Protecting our children
It goes without saying that as parents our main job is to protect our children from anything and anyone that may hurt them. Though we may try it is impossible for us to be with them every single second of their lives. In our modern society, most of the time both parents work outside of the home which means we have to trust schools, daycares, family and friends with our children for up to 40 hours a week or more.

Usually, after a sexual assault or inappropriate behaviors happen we as parents aren’t told but it is up to us to vet those who we trust with our children. In the case that the wrong person slips through the cracks we know the warning signs of abuse. At this time we need to get into action by removing them from the situation, and contacting authorities. We need to show them that they matter and we will do everything in our power to make the situation right.

Follow up counseling and private conversations are also very important to help your child emotionally process what they’ve experienced and help to ensure that a loss of self-esteem and security are restored. From what I have seen, a parent’s mismanagement during the aftermath of abuse can be just as damaging as the actual abuse. Love and Hip Hop star, Hazel E, was recently a guest on Iyanla Vanzant’s television show Iyanla Fix my life. While on the show she confides in the show’s host, telling her about her sexual assault experience as a child.

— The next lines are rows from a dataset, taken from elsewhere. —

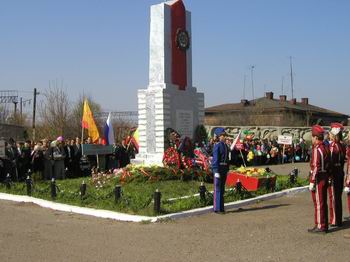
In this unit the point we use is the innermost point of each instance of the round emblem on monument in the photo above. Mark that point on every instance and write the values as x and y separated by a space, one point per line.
182 39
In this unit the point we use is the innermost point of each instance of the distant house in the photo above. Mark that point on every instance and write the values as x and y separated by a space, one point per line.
267 111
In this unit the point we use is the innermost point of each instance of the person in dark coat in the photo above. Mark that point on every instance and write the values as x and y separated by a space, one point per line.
58 156
38 159
68 161
48 160
76 158
220 166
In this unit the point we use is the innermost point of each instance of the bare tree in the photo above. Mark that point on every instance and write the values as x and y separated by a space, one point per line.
55 114
77 114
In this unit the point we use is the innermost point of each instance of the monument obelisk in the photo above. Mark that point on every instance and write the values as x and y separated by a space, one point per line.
170 100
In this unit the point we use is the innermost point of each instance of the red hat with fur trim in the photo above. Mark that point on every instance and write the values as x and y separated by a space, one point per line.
336 128
317 130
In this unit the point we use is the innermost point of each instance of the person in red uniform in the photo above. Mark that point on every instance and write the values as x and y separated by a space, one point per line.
319 174
335 189
347 179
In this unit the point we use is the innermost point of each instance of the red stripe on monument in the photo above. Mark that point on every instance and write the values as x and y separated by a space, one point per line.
178 62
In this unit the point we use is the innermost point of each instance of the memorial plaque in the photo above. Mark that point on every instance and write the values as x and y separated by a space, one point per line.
184 122
92 149
285 140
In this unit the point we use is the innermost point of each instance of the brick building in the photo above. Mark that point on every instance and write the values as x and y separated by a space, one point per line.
268 111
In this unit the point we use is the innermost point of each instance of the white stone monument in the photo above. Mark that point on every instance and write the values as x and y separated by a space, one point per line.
170 100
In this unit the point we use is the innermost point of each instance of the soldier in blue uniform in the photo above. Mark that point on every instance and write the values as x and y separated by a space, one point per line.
220 168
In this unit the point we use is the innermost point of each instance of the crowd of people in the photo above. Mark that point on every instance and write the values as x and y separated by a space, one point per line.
255 152
59 159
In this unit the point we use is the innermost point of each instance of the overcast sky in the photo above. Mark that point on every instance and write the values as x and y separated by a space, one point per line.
101 48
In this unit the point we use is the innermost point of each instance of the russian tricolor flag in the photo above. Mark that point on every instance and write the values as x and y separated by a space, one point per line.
108 131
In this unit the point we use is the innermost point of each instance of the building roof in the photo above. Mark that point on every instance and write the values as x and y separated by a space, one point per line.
269 103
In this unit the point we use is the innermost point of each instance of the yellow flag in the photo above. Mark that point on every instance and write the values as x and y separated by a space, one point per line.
88 123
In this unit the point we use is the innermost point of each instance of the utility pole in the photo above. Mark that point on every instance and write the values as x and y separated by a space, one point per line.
251 75
244 82
291 76
34 111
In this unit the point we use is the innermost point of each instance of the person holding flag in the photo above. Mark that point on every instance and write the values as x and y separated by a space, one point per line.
108 131
220 166
88 123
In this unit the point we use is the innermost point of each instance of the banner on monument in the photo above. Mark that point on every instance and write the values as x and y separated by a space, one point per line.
2 149
285 140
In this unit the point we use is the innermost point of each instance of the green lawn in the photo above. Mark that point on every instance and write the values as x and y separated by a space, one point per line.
137 196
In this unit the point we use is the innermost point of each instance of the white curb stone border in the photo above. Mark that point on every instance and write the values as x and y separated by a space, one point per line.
134 218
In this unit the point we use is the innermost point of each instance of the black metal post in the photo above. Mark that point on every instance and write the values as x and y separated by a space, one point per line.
268 181
117 193
29 185
53 189
157 196
202 191
8 181
82 189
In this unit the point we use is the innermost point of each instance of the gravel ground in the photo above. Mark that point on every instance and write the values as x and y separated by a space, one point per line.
274 230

Outside of the horrible thing she experienced, the worst part was seeing her mother’s reaction. She told her child to be quiet and never speak of it and when confronted by the show’s host she acted oblivious to the fact that the abuse happened at all. Obviously, this lead to Hazel E acting out later as an adult and feeling unwanted, insignificant, and angry. Hazel’s mother could not have taken the pain of abuse away from her child but she could have eased her pain and not added to it by acting differently.

The Flipside – Prevention
I think we’ve all had conversations and read enough cautionary tales about protecting our children from predators or sketchy situations, so most of what I’ve said isn’t new. What isn’t as prevalent is conversations aboutpreventing predatory behavior in our children.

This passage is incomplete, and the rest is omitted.